As you would see, I have not done any complex statistical modeling using factor analysis etc but arrived at my final score using a system of subjective weighting based on relative importance (which is aligned to the likert scale coding in the first instance) and equal weighting in the second instance. I have used this approach to keep everything simple. I know it is subjecive weighting but I can justify it to some extent with theory and the rest with commonsense!

Questions

  • Am I doing this right? Is this approach robust enough?
    Remember, I don't want to complicate things! I am not statistically minded!

  • Can I do correlation analysis on the composite scores of A and B? They are rank scores (based on weights) so is the Spearman Rank Correlation the way to go for the analysis?

Best Answer

The composite variable

  • Your algorithm for calculating scale scores seems fairly standard.

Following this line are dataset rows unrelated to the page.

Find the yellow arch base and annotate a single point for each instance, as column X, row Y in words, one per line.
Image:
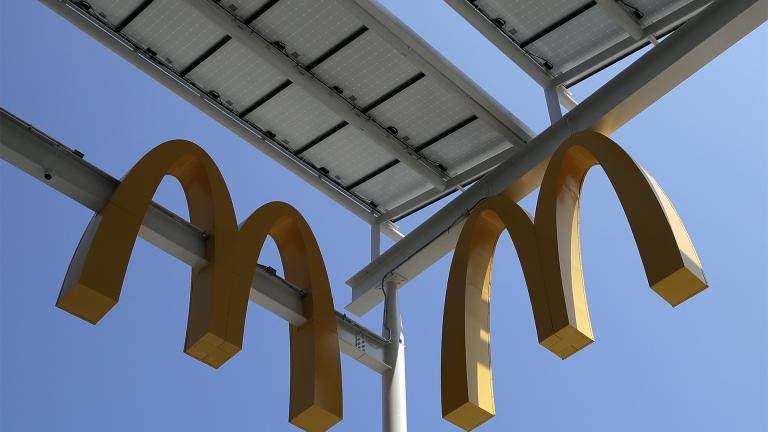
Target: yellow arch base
column 550, row 256
column 219, row 296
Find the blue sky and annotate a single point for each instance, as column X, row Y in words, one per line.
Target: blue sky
column 701, row 366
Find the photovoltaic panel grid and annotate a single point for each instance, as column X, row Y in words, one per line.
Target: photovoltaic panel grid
column 428, row 129
column 332, row 46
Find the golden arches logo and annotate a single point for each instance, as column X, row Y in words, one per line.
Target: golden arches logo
column 550, row 255
column 219, row 295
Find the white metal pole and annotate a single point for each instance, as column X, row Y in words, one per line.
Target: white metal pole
column 393, row 406
column 553, row 104
column 375, row 240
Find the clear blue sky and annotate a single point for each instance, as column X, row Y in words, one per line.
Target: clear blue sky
column 701, row 366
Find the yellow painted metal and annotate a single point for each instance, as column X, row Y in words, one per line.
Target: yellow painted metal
column 219, row 296
column 550, row 255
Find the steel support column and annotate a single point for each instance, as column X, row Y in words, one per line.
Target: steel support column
column 657, row 72
column 264, row 49
column 205, row 104
column 393, row 405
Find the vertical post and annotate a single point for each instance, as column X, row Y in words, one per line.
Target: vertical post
column 553, row 104
column 375, row 240
column 393, row 406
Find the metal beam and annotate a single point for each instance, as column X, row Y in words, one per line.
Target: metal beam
column 59, row 167
column 622, row 18
column 265, row 50
column 502, row 41
column 649, row 78
column 629, row 45
column 437, row 67
column 204, row 103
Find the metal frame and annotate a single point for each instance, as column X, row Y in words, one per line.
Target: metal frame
column 209, row 105
column 64, row 170
column 649, row 78
column 638, row 37
column 265, row 49
column 374, row 18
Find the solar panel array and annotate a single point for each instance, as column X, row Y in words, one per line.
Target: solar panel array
column 427, row 131
column 329, row 43
column 560, row 35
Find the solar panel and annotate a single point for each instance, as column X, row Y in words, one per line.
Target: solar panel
column 570, row 40
column 411, row 110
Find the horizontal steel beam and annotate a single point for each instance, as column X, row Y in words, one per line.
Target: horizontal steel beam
column 622, row 98
column 59, row 167
column 622, row 18
column 502, row 41
column 265, row 50
column 198, row 99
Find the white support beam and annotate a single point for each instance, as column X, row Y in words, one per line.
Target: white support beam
column 502, row 41
column 433, row 64
column 204, row 103
column 59, row 167
column 265, row 50
column 552, row 98
column 628, row 45
column 676, row 58
column 627, row 22
column 456, row 183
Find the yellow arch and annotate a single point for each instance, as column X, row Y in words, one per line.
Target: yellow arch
column 219, row 295
column 550, row 254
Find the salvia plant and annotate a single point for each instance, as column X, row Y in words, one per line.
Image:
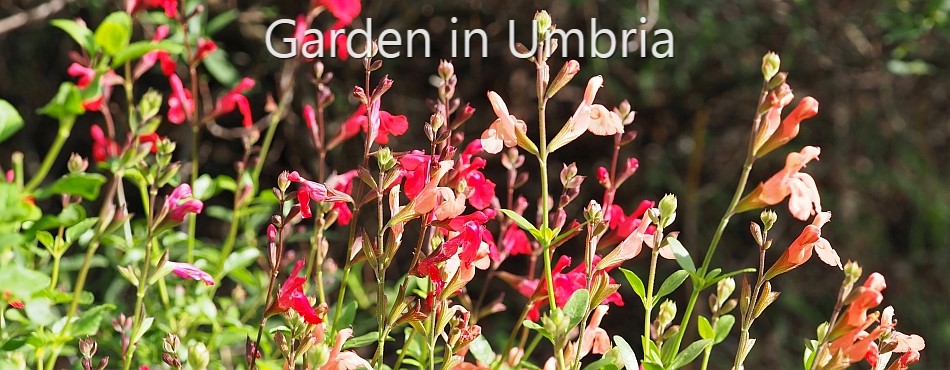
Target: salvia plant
column 369, row 267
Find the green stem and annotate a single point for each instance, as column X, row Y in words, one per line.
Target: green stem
column 65, row 127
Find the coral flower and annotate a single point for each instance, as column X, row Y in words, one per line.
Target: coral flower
column 180, row 203
column 504, row 131
column 801, row 189
column 802, row 248
column 291, row 296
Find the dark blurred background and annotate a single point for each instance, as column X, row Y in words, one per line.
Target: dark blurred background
column 880, row 70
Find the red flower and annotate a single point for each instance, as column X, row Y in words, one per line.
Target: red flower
column 235, row 98
column 102, row 147
column 180, row 203
column 189, row 271
column 565, row 284
column 180, row 103
column 621, row 225
column 388, row 124
column 291, row 296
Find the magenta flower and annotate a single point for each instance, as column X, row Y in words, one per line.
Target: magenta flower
column 234, row 98
column 189, row 271
column 180, row 103
column 180, row 203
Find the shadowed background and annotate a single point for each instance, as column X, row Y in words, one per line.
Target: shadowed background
column 879, row 70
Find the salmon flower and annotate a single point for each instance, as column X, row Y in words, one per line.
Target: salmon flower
column 808, row 242
column 788, row 130
column 503, row 132
column 801, row 189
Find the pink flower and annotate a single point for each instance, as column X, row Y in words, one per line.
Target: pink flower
column 308, row 191
column 515, row 241
column 804, row 200
column 180, row 103
column 502, row 132
column 800, row 251
column 188, row 271
column 388, row 125
column 621, row 225
column 180, row 203
column 85, row 74
column 343, row 183
column 235, row 98
column 291, row 296
column 788, row 130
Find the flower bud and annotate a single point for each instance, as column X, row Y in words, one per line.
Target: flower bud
column 198, row 356
column 77, row 163
column 770, row 65
column 544, row 22
column 667, row 313
column 768, row 219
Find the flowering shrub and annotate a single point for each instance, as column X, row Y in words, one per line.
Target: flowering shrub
column 347, row 231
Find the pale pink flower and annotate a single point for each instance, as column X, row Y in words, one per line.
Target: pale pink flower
column 189, row 271
column 804, row 200
column 502, row 132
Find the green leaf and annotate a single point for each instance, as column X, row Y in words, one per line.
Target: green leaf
column 481, row 350
column 521, row 221
column 67, row 103
column 221, row 69
column 705, row 329
column 137, row 49
column 627, row 355
column 636, row 283
column 88, row 322
column 114, row 33
column 364, row 340
column 22, row 282
column 10, row 120
column 576, row 307
column 78, row 32
column 671, row 283
column 86, row 185
column 681, row 254
column 723, row 327
column 690, row 353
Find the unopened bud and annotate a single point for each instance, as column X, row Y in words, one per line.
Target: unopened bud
column 770, row 65
column 77, row 163
column 768, row 219
column 544, row 22
column 198, row 356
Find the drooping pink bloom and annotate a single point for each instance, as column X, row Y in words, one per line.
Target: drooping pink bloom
column 388, row 125
column 102, row 147
column 84, row 74
column 621, row 225
column 503, row 131
column 804, row 200
column 308, row 191
column 236, row 98
column 180, row 102
column 189, row 271
column 788, row 129
column 343, row 183
column 291, row 296
column 800, row 251
column 180, row 203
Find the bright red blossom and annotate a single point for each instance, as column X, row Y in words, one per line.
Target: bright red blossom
column 388, row 124
column 291, row 296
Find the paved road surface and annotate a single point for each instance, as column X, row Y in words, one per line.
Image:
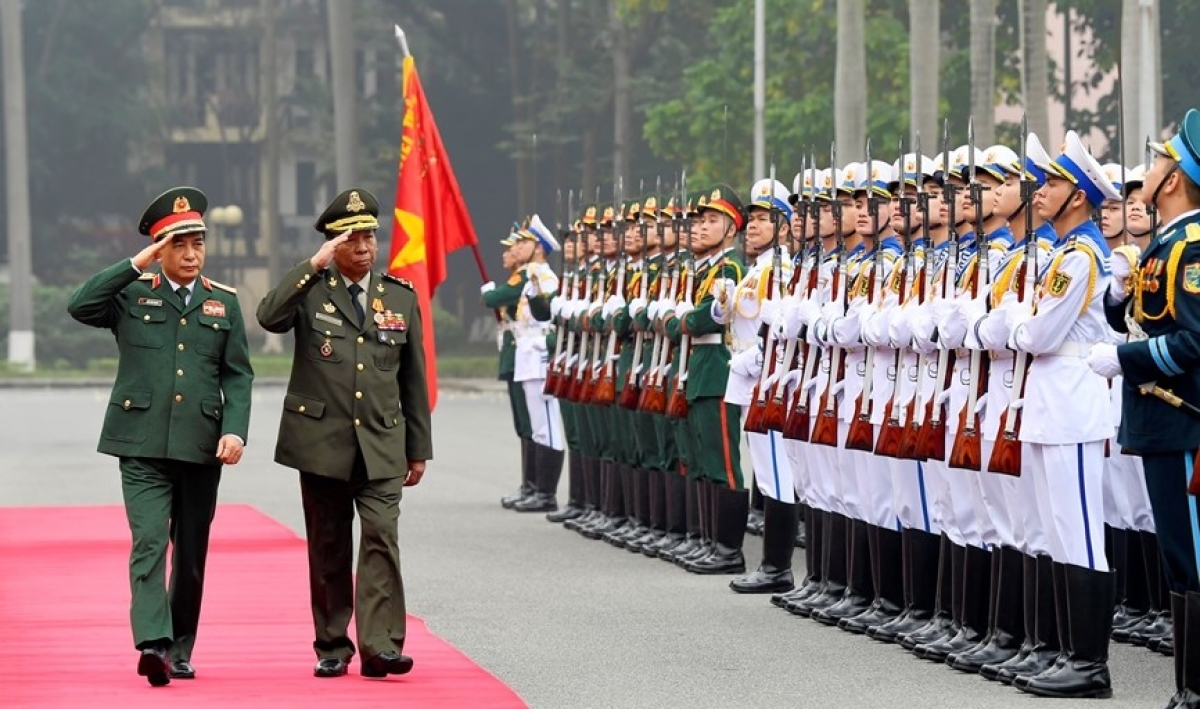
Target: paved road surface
column 563, row 620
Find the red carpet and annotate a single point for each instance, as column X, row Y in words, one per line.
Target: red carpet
column 64, row 605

Do you have a question about it?
  • In most cases whether you take the mean of all items in the scale or whether you create subscale means and then take the mean of the subscales, both options are likely to give similar answers where the number of items per subscale is similar.

Estimating correlations between latent variables

Structural equation modelling adjust estimates of correlations between latent variables for reliability of measurement estimated from the intercorrelation between the items and the model.

Manually calculating scale scores (as you appear to be doing) and correlating these scale scores does not involve such an adjustment. As such you are correlating observed variables, you are not estimating the correlation between latent variables. Many researchers, probably the majority, report correlations between observed variables. So, if you adopt this statistically simpler approach, you would be in good company. However, if you are particularly interested in estimating correlations between latent variables, then I would encourage you to explore structural equation modelling approaches.

An alternative approach is just to adjust the correlation based on some estimate of reliability of the two variables (see this discussion).

Correlations on scales based on likert scales

See this answer by @chl on whether to treat likert scales as interval or ordinal. My opinion is that once you are summing over a reasonable number of items, treating the data as interval is typically useful.